An index contains more than an alphabetic list of subjects. The subjects may be further subdivided into more detailed subjects. But we should not consider that an subentry indented below a term is a subitem which is a subcategory. Indexers know that most indexes are "flippable", i.e. that the subentries very often are entries as well. For example, if an entry named "History" has a subentry "United States", this does not mean that "United States" is a subcategory of "History". It is quite likely that in the same index, there will be an entry "United States" having as one of its subentries "History". In other words, an index that presents itself as a hierarchical list of entries and subentries does not usually represent a semantic hierarchy.
Each index entry is followed by one, or several, page numbers that contain the text referring to the subject described by the entry. A page is an arbitrary division of a book that is produced by the printing process.
Index entries can be related to other index entries. Two types of references co-exist: "See" refer to other entries that are considered synonymous, and the target of a See link is usually the main index entry, displaying the page numbers. "See also" is a link to another entry that is related to the entry of origin, and both entries display different page numbers.
When we created the Topic Maps model, we had extensive discussions in the working group on how to interpret the information within an index. These discussions ended up splitting the working group into two projects.
One group considered an index purely from a typographical perspective: entries, subentries, page numbers and links. They described each of these components with a different value and created a schema for the elements of the index. This group ended up creating a model for technical documentation, called Docbook, which described each editorial element the way it appeared in a book.

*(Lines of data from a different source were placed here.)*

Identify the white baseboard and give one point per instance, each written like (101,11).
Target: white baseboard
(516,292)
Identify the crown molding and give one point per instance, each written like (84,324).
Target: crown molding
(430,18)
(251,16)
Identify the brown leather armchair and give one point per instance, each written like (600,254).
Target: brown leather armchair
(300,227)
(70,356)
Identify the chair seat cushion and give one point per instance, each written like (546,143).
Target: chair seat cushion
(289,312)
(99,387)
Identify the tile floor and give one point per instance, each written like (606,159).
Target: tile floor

The other group focused on the conceptual meaning of an index and expanded its interpretation to include other classic navigational aids: tables of contents, glossaries, indexes, catalogs. The Topic Maps architecture defines a topic graph in which nodes are units of meaning. Each of these navigational aid is a filtered view in this topical space. The page numbers are links to document fragments, which could be defined in other ways than pages. They could be for example paragraphs, or sections. In the topic map model, this specific kind of link is called an "occurrence" of a topic, linking the topic node to all locations where its meaning appears. The "see" and "see also" relations in an index are seen as specific kinds of relationships between topics. The connection between an entry and a subentry can also be described as a relation between two distinct topics.